Done: ~~VAE / Latent Compressor~~ ✅ · ~~Temporal Attention Tracker~~ ✅. Remaining, in priority order — and all post-launch / poll-driven:

Positional Encoding Line (the only one worth considering pre-launch) Smallest missing text-mechanics bridge and the one genuine hole in the core arc: it clarifies why order has to become math before attention can use it. Even so, it is optional — the launch set stands without it.
Prompt Alignment Bridge Connects the text session to image/video generation by showing that prompts pass through learned representations before steering pixels or frames.
Forward Diffusion Trainer Useful if learners need the training direction separated from generation.
Backpropagation Role-Play Important, but strongest as a printable/Zoom activity before an HTML simulator — keep it unplugged.
Optical Flow Field Viewer Valuable stretch tool if Session 3 needs a more technical motion layer.

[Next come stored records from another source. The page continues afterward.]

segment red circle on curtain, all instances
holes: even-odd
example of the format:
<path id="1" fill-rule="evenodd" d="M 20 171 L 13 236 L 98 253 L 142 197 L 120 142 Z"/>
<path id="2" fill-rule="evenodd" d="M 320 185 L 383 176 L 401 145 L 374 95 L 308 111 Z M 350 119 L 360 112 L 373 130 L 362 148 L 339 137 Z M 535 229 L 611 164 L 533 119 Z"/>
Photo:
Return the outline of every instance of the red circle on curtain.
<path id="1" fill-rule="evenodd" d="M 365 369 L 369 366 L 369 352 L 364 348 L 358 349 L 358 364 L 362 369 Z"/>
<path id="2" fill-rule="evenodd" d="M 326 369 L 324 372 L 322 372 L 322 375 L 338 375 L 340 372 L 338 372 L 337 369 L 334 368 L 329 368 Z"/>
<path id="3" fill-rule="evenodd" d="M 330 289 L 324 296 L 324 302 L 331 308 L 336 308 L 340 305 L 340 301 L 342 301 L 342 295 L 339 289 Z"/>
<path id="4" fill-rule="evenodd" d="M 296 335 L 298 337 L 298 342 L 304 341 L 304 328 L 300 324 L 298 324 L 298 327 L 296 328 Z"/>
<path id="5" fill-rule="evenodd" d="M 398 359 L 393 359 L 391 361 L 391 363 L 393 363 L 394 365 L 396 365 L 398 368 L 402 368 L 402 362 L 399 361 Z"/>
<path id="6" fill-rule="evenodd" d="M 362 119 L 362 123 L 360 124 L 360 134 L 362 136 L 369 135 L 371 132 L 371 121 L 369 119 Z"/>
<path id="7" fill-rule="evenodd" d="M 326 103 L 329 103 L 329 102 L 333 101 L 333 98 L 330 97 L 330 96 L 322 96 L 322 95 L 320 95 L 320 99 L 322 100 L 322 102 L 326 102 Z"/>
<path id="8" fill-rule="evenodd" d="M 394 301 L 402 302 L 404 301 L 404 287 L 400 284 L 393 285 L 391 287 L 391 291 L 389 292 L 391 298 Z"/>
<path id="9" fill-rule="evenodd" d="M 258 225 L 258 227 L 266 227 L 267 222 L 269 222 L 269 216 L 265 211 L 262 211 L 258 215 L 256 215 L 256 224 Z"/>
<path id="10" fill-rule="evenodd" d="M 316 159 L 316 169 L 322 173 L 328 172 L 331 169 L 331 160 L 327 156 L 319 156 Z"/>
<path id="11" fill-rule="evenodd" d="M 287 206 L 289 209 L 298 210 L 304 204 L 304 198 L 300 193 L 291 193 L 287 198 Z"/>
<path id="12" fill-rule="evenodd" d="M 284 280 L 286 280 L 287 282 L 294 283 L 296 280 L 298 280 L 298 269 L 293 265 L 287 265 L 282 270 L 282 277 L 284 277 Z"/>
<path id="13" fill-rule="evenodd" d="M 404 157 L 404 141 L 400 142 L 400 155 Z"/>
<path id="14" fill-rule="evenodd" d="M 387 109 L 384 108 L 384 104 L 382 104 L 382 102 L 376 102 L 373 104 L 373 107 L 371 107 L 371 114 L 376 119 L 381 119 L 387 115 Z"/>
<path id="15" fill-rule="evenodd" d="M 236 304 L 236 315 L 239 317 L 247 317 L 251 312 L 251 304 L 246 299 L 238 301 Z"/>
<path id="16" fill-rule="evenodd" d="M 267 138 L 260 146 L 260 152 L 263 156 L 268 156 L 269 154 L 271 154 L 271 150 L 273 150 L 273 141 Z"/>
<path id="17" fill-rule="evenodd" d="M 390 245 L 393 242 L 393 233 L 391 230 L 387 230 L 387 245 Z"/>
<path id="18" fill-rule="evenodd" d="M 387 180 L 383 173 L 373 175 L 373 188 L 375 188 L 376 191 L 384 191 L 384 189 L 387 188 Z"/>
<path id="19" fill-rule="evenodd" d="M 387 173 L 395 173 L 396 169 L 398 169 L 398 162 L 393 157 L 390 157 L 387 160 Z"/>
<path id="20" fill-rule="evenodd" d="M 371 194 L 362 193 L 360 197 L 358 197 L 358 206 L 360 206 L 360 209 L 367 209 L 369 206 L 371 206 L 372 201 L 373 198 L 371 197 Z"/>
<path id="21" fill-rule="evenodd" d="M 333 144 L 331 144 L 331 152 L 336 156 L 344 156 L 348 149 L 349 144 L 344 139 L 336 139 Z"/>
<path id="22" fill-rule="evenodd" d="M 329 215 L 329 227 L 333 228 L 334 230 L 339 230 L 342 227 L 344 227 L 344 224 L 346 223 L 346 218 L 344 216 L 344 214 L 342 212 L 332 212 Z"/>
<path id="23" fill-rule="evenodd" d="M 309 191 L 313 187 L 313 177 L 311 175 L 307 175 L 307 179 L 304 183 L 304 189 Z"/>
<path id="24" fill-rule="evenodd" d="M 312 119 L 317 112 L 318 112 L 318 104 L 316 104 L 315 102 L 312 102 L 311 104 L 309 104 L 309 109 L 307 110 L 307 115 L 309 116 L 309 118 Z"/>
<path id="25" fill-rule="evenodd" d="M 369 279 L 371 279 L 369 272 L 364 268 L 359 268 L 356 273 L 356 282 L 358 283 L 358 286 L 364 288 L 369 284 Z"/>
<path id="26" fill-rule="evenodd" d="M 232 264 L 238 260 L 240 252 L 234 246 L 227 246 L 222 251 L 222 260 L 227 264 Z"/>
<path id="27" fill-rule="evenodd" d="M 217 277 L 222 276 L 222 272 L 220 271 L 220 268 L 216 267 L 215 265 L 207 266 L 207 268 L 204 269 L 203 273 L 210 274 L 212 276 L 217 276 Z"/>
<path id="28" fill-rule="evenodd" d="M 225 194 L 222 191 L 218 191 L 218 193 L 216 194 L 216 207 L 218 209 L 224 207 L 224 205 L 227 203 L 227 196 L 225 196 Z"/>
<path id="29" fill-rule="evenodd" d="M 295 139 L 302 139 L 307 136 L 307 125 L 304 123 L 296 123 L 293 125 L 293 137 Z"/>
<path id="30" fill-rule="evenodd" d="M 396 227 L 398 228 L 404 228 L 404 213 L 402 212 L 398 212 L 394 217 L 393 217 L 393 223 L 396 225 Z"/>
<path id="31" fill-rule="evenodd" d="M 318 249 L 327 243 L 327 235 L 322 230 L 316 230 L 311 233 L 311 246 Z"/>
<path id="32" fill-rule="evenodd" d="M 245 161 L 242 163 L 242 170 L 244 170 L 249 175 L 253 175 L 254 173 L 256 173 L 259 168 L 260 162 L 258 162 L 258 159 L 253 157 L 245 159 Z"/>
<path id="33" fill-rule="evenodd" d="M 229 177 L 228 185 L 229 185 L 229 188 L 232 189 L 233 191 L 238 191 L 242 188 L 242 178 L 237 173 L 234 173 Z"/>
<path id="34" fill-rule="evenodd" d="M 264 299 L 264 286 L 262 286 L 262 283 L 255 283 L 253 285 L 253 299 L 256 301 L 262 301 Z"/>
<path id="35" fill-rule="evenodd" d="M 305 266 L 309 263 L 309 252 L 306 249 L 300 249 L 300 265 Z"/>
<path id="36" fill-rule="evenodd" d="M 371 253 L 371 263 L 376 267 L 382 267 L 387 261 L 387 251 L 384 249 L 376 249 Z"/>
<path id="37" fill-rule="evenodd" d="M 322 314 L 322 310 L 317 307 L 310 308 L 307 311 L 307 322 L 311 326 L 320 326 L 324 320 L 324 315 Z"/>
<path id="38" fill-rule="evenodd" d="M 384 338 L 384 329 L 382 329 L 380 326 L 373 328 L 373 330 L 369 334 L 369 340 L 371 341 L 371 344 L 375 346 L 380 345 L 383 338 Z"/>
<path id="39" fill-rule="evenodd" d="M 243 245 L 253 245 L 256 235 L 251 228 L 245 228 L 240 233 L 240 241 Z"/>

Decision rule: build from this list only when the Session-1 interest poll asks for it, or when a live “magic moment” makes the need concrete — the same way the p5.js cohort grew its tool set mid-camp. Default to building nothing more.

Acceptance Bar

An advanced concept extension is ready only when:

The invisible mechanism is visible in the first screen.
The user can change exactly one meaningful variable and compare evidence.
No account, API key, build step, or live AI service is required.
The page works offline apart from allowed fonts.
It fits the Field Manual design system and modality colors.
Reduced-motion mode remains complete.
It is usable at narrow phone, tablet, and desktop widths.
It includes one plain-language bridge to classroom, creative, or critical use.